The Galápagos Islands (official name: Archipiélago de Colón) are an archipelago of volcanic islands distributed around the equator in the Pacific Ocean, 972 km west of continental Ecuador. It is a UNESCO World Heritage site: wildlife is its most notable feature.
The Galápagos islands and its surrounding waters are part of a province, a national park, and a biological marine reserve.
The group consists of 15 main islands, 3 smaller islands, and 107 rocks and islets. The islands are located at the Galapagos Triple Junction. It is also atop the Galapagos hotspot, a place where the Earth’s crust is being melted from below by a mantle plume, creating volcanoes
Lake Baikal is the world’s second most voluminous lake, after the Caspian Sea. It is the most voluminous freshwater lake in the world with an average depth of 2,442 ft and contains a total of roughly 20 percent of the world’s surface fresh water. Located in the south of the Russian region of Siberia (between Irkutsk Oblast to the northwest and the Buryat Republic to the southeast, near the city of Irkutsk), the body of water is also known as the “Pearl of Siberia”.
At 5,390 ft Lake Baikal is the deepest, and among the clearest of all lakes in the world.
Northern Red Sea
The Northern Red Sea region of Eritrea is one of the country’s six regions. It lies along the northern three quarters of the Red Sea, and includes the Dahlak Archipelago and the coastal city of Massawa. The region borders the Anseba, Central and Southern regions to the west, and the Southern Red Sea region to the east. It has an area of around 27,800 km². The lowest point in Eritrea, Lake Kulul, is in this region.
The Red Sea is a seawater inlet of the Indian Ocean, lying between Africa and Asia. The connection to the ocean is in the south through the Bab el Mandeb strait and the Gulf of Aden. In the north, there is the Sinai Peninsula, the Gulf of Aqaba, and the Gulf of Suez (leading to the Suez Canal).
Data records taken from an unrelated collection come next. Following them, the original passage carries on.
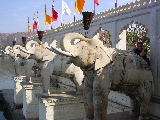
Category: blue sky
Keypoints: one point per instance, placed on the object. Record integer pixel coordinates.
(14, 13)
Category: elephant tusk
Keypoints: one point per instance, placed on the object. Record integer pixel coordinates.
(11, 51)
(23, 50)
(59, 51)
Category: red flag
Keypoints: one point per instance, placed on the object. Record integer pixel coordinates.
(54, 15)
(96, 2)
(35, 25)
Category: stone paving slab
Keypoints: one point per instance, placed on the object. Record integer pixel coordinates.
(18, 115)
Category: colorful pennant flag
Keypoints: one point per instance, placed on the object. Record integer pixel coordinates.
(65, 9)
(96, 2)
(37, 21)
(34, 23)
(54, 15)
(79, 5)
(48, 19)
(116, 4)
(29, 27)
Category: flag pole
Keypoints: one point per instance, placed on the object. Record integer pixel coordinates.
(62, 15)
(37, 22)
(75, 11)
(45, 18)
(116, 4)
(94, 7)
(52, 11)
(28, 24)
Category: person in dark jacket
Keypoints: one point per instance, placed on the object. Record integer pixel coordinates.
(141, 51)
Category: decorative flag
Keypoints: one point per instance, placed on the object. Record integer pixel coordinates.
(115, 3)
(65, 9)
(34, 23)
(29, 27)
(79, 5)
(48, 19)
(54, 15)
(96, 2)
(37, 21)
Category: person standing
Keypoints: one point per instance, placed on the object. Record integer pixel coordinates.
(134, 46)
(141, 51)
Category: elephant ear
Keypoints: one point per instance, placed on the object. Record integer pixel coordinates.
(31, 46)
(7, 49)
(16, 50)
(102, 59)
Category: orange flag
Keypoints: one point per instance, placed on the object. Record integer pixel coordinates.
(79, 5)
(96, 2)
(48, 19)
Occupying a part of the Great Rift Valley, the Red Sea has a surface area of roughly 169,100 square miles. It is about 1398 miles long and, at its widest point, is 220.6 miles wide. It has a maximum depth of 7254 feet in the central median trench, and an average depth of 1,608 feet. However, there are also extensive shallow shelves, noted for their marine life and corals. The sea is the habitat of over 1,000 invertebrate species, and 200 soft and hard corals. It is the world’s northernmost tropical sea.